Proteins, particularly those that are secreted, constitute a valuable reservoir of biomarkers easily accessible and quantifiable through blood that can provide precise information regarding the causal disease mechanism. 19 Blood and plasma protein biomarkers are considerably stable and can be quantified through mass spectrometry or antibody-based immunoassays, even in biobanked samples. The latter is easily translated into point-of-care settings and relatively inexpensive. 20 Moreover, recent developments in recombinant antibody technology facilitate the quick development of new antibody biomarkers for new protein targets or specific protein modifications. However, an exception is phosphorylation targets used as signaling read-outs, which typically require methods centered around cells, platelets, or exosomes. 21
Exploring and developing existing drugs for new indications require the development of diagnostic tests to identify patient populations that will benefit from the drug in its new therapeutic context. These diagnostics are instrumental in designing clinical trials for repurposed drugs. They help stratify patient populations for new innovative trials, ensuring that trial participants are more likely to benefit from the repurposed drug, as the underlying disease mechanism will be addressed. 22 Overall, this will significantly reduce time and costs within the drug development process.

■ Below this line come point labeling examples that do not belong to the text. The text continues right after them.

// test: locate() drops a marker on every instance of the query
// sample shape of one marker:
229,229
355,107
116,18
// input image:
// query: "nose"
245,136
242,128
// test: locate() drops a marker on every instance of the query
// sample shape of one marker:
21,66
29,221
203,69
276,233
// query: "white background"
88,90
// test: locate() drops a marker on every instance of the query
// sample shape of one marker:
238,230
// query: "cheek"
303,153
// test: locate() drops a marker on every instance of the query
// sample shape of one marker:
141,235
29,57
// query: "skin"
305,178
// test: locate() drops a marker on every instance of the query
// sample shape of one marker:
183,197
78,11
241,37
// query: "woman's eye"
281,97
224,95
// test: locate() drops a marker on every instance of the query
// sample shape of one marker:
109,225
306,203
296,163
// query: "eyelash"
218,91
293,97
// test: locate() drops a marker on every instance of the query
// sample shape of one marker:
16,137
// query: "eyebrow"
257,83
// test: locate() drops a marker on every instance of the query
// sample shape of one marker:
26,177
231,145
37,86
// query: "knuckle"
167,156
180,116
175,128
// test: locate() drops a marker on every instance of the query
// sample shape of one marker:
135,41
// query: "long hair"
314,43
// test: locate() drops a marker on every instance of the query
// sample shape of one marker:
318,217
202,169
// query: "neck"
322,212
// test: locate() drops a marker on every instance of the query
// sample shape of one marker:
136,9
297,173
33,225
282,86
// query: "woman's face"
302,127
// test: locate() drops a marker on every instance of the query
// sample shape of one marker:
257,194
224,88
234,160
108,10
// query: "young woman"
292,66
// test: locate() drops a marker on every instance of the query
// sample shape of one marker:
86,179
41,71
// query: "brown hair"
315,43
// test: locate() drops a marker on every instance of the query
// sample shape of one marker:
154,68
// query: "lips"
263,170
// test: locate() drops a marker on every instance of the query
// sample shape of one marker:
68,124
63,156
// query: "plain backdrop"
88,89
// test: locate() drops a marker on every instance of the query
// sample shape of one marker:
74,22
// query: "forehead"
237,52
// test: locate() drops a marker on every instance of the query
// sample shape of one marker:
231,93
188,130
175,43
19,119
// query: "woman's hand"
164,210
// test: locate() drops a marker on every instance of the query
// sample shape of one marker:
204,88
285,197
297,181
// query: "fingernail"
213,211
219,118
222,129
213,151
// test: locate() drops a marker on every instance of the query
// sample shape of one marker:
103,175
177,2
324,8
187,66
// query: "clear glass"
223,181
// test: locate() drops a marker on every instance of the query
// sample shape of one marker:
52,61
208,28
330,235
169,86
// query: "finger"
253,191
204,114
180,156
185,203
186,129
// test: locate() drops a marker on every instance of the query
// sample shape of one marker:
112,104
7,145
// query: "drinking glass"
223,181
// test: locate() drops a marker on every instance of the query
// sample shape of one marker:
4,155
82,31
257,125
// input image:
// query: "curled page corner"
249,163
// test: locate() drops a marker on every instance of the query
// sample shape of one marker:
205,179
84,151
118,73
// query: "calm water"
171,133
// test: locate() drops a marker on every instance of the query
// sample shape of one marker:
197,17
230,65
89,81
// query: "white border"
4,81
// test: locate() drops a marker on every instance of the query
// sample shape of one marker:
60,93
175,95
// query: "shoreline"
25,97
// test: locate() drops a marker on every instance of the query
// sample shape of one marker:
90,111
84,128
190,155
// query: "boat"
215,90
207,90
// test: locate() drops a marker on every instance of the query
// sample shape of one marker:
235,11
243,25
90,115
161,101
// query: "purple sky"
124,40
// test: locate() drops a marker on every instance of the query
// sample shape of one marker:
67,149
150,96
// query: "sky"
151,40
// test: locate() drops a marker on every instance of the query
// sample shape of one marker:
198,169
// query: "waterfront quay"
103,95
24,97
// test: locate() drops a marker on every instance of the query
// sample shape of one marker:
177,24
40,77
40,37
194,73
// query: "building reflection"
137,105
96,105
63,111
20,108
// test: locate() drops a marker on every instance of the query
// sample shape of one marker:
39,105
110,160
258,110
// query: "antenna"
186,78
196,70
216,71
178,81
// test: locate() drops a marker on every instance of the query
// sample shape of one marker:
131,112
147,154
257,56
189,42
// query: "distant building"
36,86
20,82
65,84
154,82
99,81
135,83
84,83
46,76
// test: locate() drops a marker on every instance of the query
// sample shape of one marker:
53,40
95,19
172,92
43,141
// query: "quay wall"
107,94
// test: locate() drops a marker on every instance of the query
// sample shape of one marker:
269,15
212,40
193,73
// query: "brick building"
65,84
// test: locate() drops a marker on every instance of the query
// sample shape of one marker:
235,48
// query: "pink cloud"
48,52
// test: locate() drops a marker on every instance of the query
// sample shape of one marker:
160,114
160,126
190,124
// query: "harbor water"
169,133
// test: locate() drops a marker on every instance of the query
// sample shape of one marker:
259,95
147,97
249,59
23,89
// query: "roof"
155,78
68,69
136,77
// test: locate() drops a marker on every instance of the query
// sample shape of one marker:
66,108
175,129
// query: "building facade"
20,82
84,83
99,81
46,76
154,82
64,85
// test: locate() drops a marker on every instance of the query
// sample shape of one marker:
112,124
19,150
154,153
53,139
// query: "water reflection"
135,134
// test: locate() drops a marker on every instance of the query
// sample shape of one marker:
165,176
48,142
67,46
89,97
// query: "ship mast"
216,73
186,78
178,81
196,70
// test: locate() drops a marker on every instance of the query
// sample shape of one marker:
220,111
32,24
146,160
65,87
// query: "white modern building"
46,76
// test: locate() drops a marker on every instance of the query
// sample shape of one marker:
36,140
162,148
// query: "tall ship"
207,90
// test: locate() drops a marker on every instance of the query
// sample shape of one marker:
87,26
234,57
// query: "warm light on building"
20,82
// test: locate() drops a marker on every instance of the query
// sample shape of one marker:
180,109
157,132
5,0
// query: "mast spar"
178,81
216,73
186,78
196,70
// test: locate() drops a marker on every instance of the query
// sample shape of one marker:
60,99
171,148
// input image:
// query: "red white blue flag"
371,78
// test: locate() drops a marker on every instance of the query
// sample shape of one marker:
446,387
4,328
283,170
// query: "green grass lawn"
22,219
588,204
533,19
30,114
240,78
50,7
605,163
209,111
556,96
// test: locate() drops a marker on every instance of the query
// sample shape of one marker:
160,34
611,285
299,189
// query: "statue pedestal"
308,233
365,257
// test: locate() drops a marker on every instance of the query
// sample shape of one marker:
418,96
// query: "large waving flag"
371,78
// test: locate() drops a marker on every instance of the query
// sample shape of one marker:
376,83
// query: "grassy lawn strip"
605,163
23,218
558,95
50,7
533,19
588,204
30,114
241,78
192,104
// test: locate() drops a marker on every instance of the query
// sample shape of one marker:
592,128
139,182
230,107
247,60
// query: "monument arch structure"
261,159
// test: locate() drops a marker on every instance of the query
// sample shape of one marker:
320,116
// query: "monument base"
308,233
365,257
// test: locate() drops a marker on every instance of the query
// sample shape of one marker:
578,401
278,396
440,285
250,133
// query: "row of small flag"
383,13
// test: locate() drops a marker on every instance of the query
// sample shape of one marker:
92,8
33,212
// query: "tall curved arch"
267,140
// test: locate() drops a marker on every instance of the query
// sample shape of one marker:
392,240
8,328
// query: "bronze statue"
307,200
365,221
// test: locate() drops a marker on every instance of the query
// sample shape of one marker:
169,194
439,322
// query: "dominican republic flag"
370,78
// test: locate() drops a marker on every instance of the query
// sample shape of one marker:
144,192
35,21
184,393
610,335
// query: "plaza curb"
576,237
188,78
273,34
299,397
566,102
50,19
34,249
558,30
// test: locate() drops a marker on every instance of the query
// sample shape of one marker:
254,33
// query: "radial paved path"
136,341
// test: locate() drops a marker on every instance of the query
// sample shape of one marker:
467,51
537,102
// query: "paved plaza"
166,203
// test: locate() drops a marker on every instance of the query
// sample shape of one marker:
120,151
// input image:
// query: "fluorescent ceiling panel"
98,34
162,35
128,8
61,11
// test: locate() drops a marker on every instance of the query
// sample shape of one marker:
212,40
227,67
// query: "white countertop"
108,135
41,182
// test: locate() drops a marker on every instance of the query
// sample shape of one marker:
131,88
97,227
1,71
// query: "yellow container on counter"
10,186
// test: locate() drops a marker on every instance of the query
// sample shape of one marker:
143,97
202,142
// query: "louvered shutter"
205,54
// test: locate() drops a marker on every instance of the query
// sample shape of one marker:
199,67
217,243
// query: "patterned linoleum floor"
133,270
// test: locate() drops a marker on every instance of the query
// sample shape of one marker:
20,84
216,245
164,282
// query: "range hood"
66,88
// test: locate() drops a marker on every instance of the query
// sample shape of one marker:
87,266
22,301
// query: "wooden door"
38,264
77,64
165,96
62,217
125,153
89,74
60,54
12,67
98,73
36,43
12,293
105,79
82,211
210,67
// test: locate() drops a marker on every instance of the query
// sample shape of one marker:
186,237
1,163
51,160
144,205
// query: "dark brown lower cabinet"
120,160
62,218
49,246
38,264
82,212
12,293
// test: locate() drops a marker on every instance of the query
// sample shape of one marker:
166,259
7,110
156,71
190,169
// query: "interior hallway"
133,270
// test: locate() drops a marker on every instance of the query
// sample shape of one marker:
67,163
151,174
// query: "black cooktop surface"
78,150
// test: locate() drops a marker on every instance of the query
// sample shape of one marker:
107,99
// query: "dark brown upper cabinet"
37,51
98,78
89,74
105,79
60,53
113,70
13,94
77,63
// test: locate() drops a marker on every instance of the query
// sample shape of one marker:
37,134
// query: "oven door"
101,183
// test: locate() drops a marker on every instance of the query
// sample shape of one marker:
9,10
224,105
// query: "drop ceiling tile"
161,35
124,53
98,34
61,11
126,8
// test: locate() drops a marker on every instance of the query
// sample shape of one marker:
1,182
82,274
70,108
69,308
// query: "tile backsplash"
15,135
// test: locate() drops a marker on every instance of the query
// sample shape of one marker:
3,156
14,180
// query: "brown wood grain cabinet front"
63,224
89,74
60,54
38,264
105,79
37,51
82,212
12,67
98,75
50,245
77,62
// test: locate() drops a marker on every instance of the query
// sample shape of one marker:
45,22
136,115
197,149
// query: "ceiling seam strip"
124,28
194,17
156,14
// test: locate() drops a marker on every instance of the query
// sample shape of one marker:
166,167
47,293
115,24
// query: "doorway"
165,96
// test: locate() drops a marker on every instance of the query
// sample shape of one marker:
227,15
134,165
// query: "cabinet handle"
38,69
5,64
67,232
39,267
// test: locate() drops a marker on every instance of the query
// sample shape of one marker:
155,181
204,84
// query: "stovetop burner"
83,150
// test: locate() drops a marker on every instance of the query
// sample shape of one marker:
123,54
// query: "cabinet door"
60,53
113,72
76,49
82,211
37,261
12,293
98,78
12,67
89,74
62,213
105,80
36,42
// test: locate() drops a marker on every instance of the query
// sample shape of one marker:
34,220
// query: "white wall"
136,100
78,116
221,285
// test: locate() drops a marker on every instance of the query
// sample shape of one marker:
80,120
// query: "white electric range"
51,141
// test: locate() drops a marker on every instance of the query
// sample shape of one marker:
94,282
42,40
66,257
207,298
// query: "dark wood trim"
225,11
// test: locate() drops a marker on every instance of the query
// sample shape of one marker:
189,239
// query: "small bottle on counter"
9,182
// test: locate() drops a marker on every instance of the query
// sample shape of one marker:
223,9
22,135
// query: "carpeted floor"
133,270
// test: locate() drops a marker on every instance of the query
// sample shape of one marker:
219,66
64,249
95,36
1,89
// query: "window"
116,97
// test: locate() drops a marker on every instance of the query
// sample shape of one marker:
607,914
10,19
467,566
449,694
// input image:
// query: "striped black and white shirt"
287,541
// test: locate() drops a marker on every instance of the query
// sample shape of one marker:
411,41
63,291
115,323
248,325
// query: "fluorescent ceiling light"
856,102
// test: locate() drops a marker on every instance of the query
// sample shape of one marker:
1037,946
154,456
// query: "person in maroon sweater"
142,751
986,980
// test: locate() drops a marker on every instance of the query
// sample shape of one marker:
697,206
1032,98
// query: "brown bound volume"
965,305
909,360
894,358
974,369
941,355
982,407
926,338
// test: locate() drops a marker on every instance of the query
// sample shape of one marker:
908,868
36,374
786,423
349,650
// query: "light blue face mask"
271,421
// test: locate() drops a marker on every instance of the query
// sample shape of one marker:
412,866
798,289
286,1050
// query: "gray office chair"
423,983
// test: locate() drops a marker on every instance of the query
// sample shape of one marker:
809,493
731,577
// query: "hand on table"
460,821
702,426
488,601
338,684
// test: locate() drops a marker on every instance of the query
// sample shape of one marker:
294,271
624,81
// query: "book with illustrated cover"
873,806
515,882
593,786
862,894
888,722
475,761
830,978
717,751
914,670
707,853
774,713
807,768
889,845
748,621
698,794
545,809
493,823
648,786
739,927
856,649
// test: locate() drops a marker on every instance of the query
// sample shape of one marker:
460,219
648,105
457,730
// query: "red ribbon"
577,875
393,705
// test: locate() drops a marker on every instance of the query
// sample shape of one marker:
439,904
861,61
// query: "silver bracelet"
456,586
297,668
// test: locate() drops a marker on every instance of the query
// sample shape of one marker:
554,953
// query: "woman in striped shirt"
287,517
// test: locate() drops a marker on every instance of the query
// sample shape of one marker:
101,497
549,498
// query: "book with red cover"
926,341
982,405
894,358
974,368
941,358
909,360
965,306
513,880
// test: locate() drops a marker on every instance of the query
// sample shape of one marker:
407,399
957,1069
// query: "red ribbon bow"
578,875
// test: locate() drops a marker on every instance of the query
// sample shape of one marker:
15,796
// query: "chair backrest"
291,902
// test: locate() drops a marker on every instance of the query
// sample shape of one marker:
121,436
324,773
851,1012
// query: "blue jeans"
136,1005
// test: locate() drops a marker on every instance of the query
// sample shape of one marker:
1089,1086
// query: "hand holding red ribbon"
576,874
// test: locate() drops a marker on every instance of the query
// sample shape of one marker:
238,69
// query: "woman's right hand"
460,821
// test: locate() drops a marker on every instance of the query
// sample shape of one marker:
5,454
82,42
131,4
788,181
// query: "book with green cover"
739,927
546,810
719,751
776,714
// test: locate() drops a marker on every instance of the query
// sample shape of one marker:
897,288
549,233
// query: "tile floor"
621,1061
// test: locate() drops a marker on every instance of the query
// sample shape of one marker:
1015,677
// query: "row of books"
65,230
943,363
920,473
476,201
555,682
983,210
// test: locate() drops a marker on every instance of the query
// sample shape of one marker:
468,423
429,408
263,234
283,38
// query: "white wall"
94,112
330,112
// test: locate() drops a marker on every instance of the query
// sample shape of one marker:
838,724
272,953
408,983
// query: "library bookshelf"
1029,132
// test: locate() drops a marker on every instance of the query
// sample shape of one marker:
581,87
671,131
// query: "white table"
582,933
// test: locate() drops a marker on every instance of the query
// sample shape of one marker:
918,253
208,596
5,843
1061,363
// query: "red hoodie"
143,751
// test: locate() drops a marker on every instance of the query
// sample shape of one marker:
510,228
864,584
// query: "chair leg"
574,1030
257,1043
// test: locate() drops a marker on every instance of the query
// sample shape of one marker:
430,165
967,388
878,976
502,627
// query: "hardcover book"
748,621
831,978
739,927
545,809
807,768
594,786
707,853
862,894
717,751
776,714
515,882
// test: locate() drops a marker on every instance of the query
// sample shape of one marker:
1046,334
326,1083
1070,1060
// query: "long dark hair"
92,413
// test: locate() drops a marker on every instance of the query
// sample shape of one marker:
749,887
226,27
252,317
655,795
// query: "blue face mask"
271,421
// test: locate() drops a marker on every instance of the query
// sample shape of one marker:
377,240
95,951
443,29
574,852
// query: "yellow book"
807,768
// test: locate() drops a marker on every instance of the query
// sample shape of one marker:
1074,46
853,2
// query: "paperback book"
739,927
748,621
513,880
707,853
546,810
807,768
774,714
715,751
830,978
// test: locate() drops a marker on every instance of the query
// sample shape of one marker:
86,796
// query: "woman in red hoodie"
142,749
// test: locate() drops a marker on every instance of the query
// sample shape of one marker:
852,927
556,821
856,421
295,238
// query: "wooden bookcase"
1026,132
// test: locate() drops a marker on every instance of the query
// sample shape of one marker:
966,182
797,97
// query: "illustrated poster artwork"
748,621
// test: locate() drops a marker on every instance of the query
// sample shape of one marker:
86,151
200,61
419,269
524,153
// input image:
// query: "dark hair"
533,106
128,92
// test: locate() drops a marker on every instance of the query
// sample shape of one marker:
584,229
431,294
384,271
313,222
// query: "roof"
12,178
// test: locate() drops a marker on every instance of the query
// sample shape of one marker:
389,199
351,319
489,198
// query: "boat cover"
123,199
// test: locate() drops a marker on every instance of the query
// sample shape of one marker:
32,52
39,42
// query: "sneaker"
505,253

The identification of diagnostic and/or predictive biomarkers reflecting the disease mechanism and the respective development of diagnostics with clinical utility for new indications of known drugs is a complex and interdisciplinary process. This process requires the collaboration between preclinical researchers, clinicians, bioinformaticians, statisticians, and regulatory experts. With genetics, transcriptomics, epigenomics, and multiplex proteomics being already powerful tools on their own, the integration of these diverse datasets and the knowledge of already stored patient data, for example, from electronic health records and information on comorbidities will lead to the next level in precise diagnostics enabling the best personalized treatments. Diagnostics and their associated biomarkers ensure that repurposed drugs are used effectively and safely for new indications, ultimately improving patient care and advancing medical science.